Спасибо рижскому врачу Прутцеру – он поставил Вагнера на ноги, посулив ему долгую жизнь. Но во время болезни Гольтей улизнул из Риги в Берлин, надеясь сделать карьеру при королевском дворе. В один из дней, когда Вагнер вернулся домой из театра, Минна испуганно шепнула ему:

– У нас полиция, тебя ждут…

Это была не полиция, а лишь чиновник рижского губернаторства. Русский человек, он свободно владел немецким, а к Вагнеру испытывал даже симпатию.

– У меня не совсем-то приятное поручение, которое я обязан исполнить как должностное лицо… Дело в том, что критические статьи господина Дорна, помещенные в немецких журналах, открыли кредиторам ваше местопребывание. Теперь управление рижского губернаторства получило судебные иски к исполнению от властей городов Магдебурга и Кенигсберга… Господин Вагнер, способны ли вы расплатиться с долгами?

– Нет, – честно отвечал композитор.

Чиновник явно хотел помочь Вагнеру:

– Поймите меня правильно, я не преследую вас, я лишь желал бы облегчить положение… Но предупреждаю: если вы решитесь бежать из Риги, как ранее бежали из Магдебурга и Кенигсберга, то стоит вам пересечь границу, как вы сразу окажетесь за решеткой королевской тюрьмы в Пруссии.

– А если я останусь в Риге? – спросил Вагнер.

– Тогда я вынужден потребовать от вас, чтобы, согласно судебным искам, вы расплатились с немецкими кредиторами.
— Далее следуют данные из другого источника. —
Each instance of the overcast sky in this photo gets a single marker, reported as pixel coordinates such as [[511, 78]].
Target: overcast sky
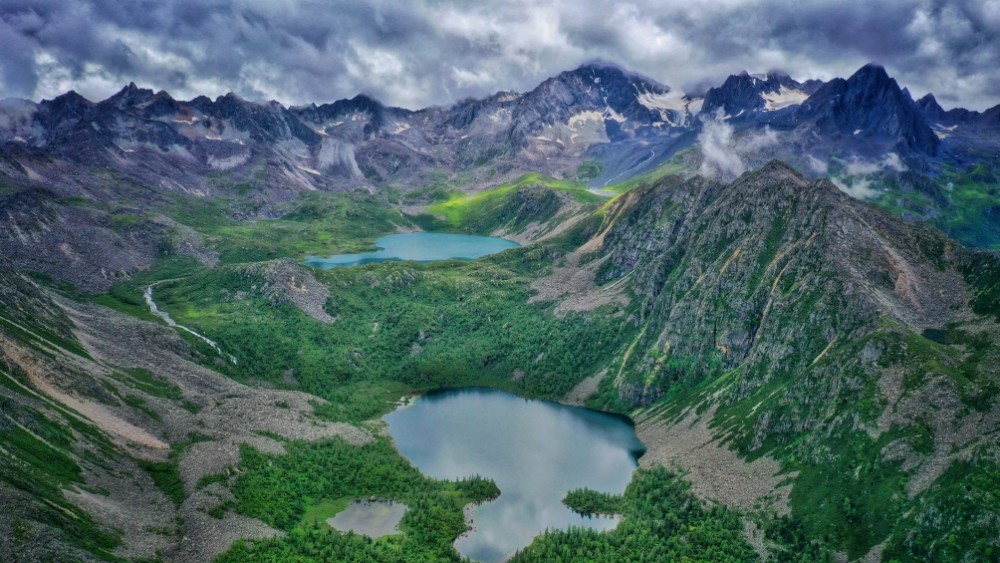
[[435, 52]]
Вагнер, чуть не плача, показал ему свою партитуру:

– Видите? Это моя опера, которая сделает меня Крезом, и тогда я разом смогу выпутаться из долгов…

– Охотно верю, господин Вагнер, что с вашим талантом вы еще станете знаменитым, но… поймите же и меня! Я ведь только чиновник, требующий исполнения буквы закона.

Вагнер запихал в портфель нотные листы “Риенци”.

– Так что же мне делать? – потерянно спросил он.

Чиновник оглядел скудную обстановку квартиры:

– Подумаем, что нам делать… Ведение исков поручено местным адвокатам, связанным дружбой с Гольтеем и Дорном, а эти господа, как я слышал, не слишком-то вас жалуют.

– Да! – выкрикнул Вагнер. – Гольтей, сокращая мне жалованье, хотел выжить меня из Риги… Теперь я это понял!

После ухода чиновника появилась разгневанная Минна:

– Я долго скрывала от тебя, но теперь скажу… Пока ты пропадал в театре, меня усиленно соблазнял Гольтей. Тебе казалось, что он сокращает жалованье из творческих побуждений. А на самом деле наш кошелек становился все тоньше и тоньше по мере того, как росла моя неуступчивость в домогательствах этого престарелого мерзавца.

Вагнер окаменел. Минна продолжала:

– Твои доходы были бы в два или даже в три раза больше, уступи я Гольтею. Но я решила остаться честной перед тобой, и тогда этот подлец стал навязывать мне в любовники богатого рижского негоцианта Бранденбурга… Теперь ты сам видишь, – заключила Минна, – каково живется, если следовать твоим идеальным представлениям о жизни!

И когда в доме Вагнеров поселилось тяжкое уныние, а нужда снова хватала за горло, появилась сияющая Амалия Планер:

– Я счастлива! Только что ротмистр фон Мекк сделал мне предложение, и я решила навсегда остаться в России.

Амалия фон Мекк прожила долгую жизнь, ее муж дослужился до чина генерала русской армии. Оба они погребены в Санкт-Петербурге – на Волковом лютеранском кладбище.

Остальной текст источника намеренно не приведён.